The speakers shared their perspectives in an interactive dialogue as they addressed the biggest challenge that Indian brand marketers face – ‘The Indian Consumer - The New Devil’. Many precepts have changed in 2009 and it requires a new mindset to engage with the consumer. According to the speakers, a new kind of vision to exploit the relationship of media and communication with the consumer; and the value system of the consumer society is required.
Taking the dais first was Taproot’s Dias, who noted that in recent times, the creative point of view had been grappling with a new so-called ‘devil’ – the consumer. He, however, wondered whether the consumer was a ‘new devil’ or an ‘Old Angel.’ “Today’s creative person is more of a specialist to all rounder, back end to front end. Things have changed from chaos out of order to order out of chaos and from energy to synergy,” he noted.
Dias supported his presentation with case studies on the works of Coca-Cola and Thums Up, DTC and Raymonds. He explained that the future of creatives was based on three aspects – skill sets versus mindsets, uncracking the system, and honesty being the best creativity.
Cadbury’s Purohit called the consumer the ‘devil’. Quoting ad guru David Ogilvy, Purohit said, “‘The consumer isn’t a moron; she is your wife’.” Purohit explained that today the consumer was termed as the ‘new devil’ because he had been surprising us with his new unpredictable behaviour, but that was not something new.
He added, “Cadbury India accelerated growth despite the challenging times because the company did not stop spending on its brand on mass media, compared to other companies, who became strong on BTL and other on-ground activities. As a marketer, one needs to give a better deal such as improving the product.” Giving examples, Purohit stated that they had improved the quality of the éclairs brand and had launched Cadbury Shots, which had notched up 10 per cent of the brand sales.
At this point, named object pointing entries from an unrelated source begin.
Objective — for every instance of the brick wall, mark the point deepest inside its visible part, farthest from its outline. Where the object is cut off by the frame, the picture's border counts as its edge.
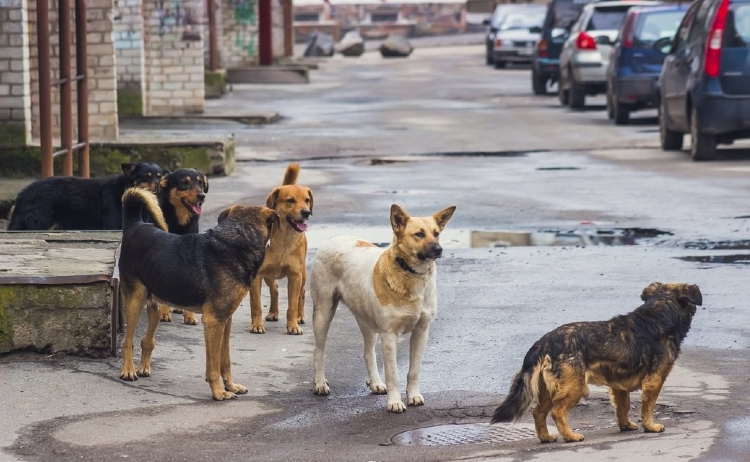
(173, 32)
(101, 70)
(128, 27)
(239, 39)
(15, 95)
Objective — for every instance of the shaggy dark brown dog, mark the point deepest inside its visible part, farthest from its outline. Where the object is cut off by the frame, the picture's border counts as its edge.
(629, 352)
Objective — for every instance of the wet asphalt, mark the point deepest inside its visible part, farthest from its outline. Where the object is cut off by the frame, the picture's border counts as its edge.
(435, 130)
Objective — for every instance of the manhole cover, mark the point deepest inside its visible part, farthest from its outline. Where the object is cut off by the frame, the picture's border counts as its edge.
(463, 434)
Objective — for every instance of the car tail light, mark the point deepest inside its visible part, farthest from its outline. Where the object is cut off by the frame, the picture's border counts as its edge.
(713, 46)
(585, 42)
(628, 30)
(543, 48)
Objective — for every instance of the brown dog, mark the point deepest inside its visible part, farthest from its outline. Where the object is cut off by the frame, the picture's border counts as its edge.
(206, 273)
(627, 353)
(285, 257)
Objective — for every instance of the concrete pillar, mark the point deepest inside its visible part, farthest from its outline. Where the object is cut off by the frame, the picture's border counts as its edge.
(101, 70)
(173, 36)
(128, 24)
(15, 92)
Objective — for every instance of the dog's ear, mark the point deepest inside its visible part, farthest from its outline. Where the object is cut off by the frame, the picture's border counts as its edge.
(649, 291)
(442, 217)
(693, 294)
(272, 198)
(399, 217)
(128, 168)
(225, 214)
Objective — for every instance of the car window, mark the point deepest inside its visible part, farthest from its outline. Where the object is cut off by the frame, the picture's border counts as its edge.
(607, 19)
(737, 29)
(514, 21)
(655, 26)
(682, 33)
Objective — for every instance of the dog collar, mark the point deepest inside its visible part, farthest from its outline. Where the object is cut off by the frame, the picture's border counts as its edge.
(402, 263)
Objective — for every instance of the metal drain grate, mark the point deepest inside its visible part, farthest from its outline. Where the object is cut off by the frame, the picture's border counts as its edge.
(443, 435)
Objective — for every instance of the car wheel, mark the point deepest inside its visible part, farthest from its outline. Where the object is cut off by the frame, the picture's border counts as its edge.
(621, 113)
(577, 93)
(670, 139)
(702, 146)
(538, 83)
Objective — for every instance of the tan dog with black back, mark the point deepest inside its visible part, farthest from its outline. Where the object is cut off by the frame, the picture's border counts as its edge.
(285, 257)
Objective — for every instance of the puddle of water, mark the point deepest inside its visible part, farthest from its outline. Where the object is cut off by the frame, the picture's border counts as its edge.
(453, 238)
(730, 259)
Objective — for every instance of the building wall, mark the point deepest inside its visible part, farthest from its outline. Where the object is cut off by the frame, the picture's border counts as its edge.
(101, 70)
(128, 27)
(173, 36)
(15, 93)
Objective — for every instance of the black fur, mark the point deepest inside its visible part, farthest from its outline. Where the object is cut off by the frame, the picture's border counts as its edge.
(68, 203)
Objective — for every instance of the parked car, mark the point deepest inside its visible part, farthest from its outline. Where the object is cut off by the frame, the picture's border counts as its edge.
(517, 35)
(545, 60)
(635, 64)
(704, 86)
(493, 25)
(586, 51)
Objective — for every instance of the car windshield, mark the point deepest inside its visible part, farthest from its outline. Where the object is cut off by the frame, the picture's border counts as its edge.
(737, 31)
(607, 19)
(656, 26)
(527, 20)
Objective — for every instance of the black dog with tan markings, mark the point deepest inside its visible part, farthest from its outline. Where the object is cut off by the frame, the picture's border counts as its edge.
(629, 352)
(206, 273)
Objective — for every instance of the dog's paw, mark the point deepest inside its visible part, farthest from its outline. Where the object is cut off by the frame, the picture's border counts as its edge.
(416, 400)
(235, 388)
(223, 396)
(629, 427)
(294, 330)
(653, 428)
(377, 388)
(128, 374)
(573, 438)
(322, 389)
(397, 407)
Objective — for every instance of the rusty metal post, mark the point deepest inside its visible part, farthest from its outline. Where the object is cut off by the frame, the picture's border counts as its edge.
(45, 87)
(265, 32)
(288, 28)
(213, 44)
(83, 89)
(66, 88)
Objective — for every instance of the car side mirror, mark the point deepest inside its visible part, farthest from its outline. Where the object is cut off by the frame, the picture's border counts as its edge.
(663, 45)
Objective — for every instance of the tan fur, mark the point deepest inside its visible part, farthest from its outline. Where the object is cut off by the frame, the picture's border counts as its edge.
(285, 257)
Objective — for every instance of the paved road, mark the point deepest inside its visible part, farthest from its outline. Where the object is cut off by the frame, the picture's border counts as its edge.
(445, 130)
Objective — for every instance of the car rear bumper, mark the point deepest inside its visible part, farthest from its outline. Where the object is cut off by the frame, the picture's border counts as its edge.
(637, 90)
(725, 115)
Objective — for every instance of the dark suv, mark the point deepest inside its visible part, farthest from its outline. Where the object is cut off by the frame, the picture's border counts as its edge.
(704, 87)
(545, 64)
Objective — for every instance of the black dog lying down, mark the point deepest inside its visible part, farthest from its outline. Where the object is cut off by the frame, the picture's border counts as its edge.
(80, 203)
(206, 273)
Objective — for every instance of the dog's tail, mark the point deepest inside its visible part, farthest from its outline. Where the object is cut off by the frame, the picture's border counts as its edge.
(139, 202)
(291, 174)
(523, 391)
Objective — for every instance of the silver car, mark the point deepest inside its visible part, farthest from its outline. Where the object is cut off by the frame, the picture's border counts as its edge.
(585, 54)
(517, 35)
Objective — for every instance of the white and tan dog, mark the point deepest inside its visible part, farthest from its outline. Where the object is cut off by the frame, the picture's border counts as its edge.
(389, 292)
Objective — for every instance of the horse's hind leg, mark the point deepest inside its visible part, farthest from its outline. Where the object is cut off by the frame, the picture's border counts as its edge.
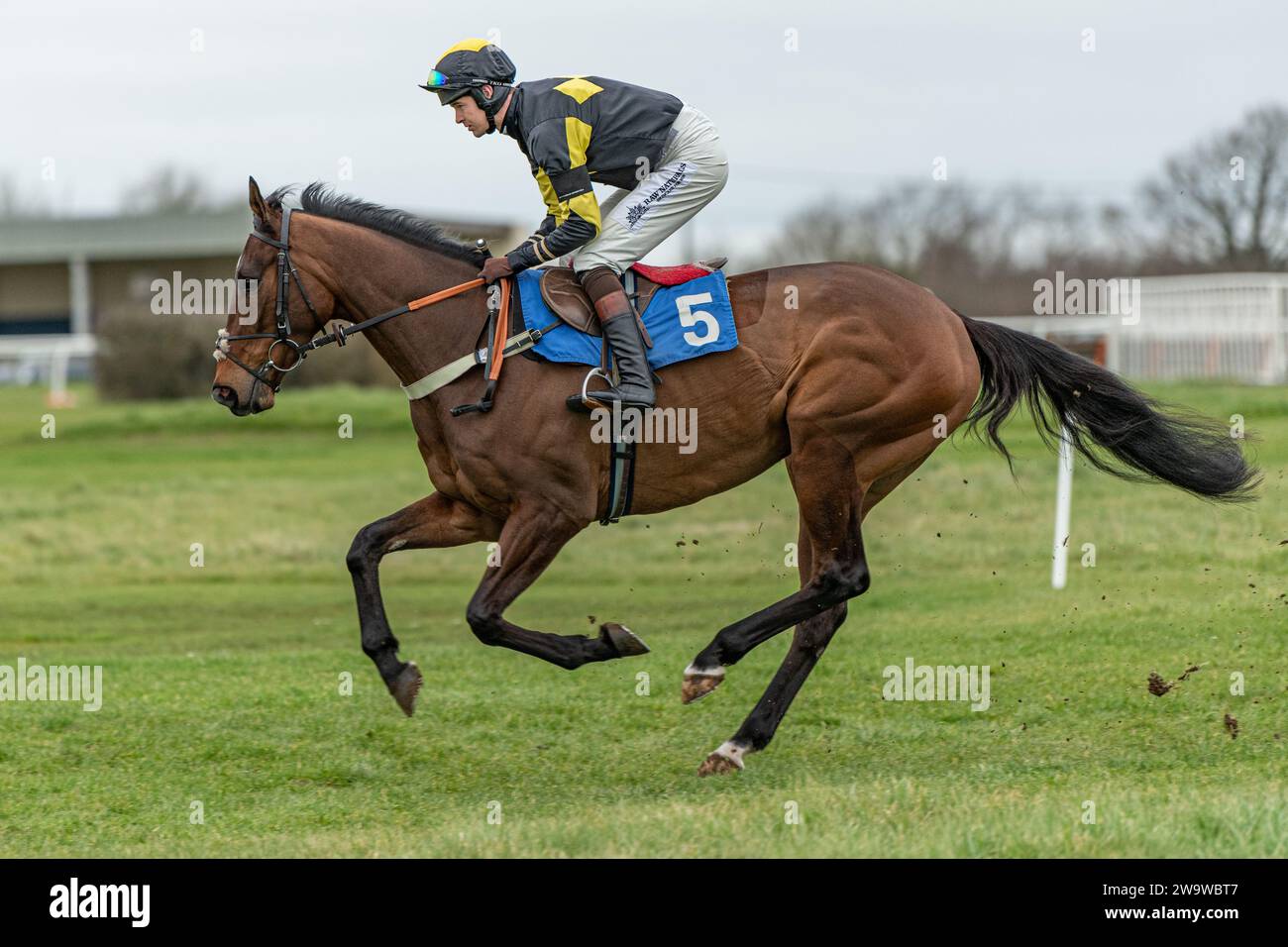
(532, 536)
(807, 644)
(831, 501)
(437, 521)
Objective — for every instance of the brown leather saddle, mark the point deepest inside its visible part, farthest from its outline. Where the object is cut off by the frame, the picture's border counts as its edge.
(562, 291)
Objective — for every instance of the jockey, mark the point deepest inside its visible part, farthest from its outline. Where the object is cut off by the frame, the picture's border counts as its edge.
(665, 158)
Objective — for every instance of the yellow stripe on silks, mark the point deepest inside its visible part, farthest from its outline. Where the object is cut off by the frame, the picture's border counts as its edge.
(579, 140)
(579, 88)
(587, 208)
(548, 195)
(471, 46)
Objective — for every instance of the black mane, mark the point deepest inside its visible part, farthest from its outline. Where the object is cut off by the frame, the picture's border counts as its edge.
(322, 200)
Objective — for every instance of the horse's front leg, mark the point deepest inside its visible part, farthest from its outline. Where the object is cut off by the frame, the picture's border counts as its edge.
(434, 522)
(533, 535)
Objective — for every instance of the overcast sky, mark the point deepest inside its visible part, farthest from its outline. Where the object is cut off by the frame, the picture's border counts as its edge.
(875, 91)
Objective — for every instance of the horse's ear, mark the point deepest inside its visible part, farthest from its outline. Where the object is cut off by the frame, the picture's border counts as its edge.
(258, 205)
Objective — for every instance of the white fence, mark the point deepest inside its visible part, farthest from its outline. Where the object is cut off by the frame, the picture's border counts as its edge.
(1211, 326)
(29, 359)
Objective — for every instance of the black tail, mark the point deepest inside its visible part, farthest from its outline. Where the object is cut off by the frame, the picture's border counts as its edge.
(1141, 438)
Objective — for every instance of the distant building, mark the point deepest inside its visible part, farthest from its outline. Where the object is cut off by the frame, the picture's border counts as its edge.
(59, 277)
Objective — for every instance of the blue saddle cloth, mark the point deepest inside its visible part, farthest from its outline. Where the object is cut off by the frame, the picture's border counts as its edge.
(686, 321)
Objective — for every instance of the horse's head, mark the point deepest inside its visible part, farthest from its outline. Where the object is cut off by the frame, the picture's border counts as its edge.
(257, 350)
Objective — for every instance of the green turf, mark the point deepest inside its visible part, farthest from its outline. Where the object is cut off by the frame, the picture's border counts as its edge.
(222, 684)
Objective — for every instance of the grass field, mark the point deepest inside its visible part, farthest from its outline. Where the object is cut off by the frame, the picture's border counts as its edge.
(222, 684)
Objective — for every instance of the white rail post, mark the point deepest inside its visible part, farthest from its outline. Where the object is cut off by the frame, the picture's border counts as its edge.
(1063, 500)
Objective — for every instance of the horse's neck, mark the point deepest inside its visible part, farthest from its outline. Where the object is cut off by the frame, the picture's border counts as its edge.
(391, 273)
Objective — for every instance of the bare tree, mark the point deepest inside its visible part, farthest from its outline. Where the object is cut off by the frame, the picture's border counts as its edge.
(168, 191)
(1224, 204)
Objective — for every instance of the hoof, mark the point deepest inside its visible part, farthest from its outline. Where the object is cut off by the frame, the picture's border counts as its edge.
(726, 759)
(625, 641)
(406, 685)
(697, 684)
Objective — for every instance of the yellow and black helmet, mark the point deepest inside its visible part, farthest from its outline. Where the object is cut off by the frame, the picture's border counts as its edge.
(465, 68)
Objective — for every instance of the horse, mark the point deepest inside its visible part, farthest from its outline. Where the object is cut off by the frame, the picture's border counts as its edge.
(849, 373)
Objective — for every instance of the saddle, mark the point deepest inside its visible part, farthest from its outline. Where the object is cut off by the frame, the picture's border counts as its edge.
(562, 291)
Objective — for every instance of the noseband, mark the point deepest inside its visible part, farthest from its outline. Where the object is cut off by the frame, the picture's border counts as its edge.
(281, 335)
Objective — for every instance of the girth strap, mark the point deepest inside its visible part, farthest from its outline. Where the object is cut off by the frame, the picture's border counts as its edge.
(451, 371)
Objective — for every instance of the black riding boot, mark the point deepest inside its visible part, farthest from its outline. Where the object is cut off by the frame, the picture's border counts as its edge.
(617, 318)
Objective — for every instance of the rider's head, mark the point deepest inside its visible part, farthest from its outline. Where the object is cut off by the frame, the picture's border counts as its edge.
(475, 77)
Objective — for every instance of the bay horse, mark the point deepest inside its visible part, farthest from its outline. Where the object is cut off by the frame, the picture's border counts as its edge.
(848, 372)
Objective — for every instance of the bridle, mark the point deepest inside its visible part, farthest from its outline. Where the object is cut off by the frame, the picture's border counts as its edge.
(281, 335)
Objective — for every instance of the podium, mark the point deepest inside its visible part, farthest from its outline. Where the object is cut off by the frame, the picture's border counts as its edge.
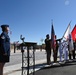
(28, 57)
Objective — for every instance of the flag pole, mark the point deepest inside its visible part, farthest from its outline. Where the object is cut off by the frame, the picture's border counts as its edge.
(66, 29)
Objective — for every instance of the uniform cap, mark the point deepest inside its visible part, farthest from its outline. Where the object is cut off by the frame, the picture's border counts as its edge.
(3, 26)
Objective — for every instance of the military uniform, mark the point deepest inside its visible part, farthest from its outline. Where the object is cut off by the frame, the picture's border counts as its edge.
(4, 47)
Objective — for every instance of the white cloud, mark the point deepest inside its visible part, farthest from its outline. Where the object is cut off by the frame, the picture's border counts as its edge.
(67, 2)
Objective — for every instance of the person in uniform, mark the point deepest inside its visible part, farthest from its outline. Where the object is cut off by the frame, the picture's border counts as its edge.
(60, 50)
(56, 50)
(48, 48)
(4, 47)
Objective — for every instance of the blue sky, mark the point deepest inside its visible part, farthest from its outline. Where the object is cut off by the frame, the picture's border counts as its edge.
(32, 18)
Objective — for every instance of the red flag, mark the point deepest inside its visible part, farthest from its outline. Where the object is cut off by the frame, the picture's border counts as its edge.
(53, 38)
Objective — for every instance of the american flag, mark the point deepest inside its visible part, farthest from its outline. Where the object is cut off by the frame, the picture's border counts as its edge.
(53, 38)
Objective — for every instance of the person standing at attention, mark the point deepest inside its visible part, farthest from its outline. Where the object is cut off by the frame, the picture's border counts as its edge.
(4, 47)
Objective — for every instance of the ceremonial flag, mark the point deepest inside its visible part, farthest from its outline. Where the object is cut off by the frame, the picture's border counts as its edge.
(68, 37)
(53, 38)
(67, 32)
(73, 33)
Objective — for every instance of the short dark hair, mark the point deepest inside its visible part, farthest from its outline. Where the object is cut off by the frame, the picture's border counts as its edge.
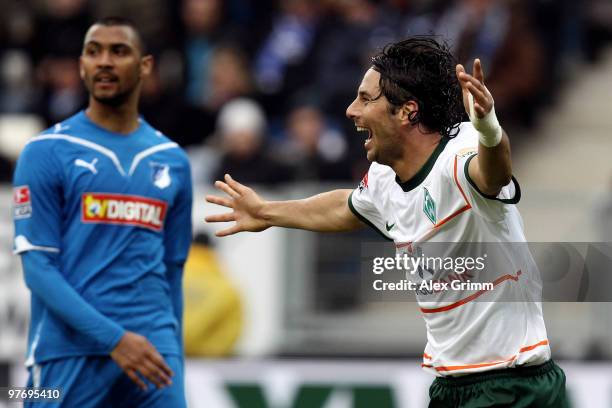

Thus, Purohit concluded, “The devil is not a consumer, but he exists in our thoughts.”
Agreeing with Purohit, GroupM’s Sakhuja commented, “Devils are those who plot and design evil things, and consumers are not the ones who do that.” He, however, pointed out that it was a challenging job to get the consumers attracted to brands because there was a range of good quality choice, but undifferentiated brands get challenging. “It is the lack of brand differentiation and fragmentation of media that makes it difficult to get the consumers to the brand,” he noted.
According to Sakhuja, the brand would need to be differentiated on consumer insights and brand concepts. Citing examples, he said that the work on Jaago Re by Tata Tea, Lead India and IPLs were the brands that conversed with the consumers. Sakhuja stressed that brands needed to have conversations with the consumers.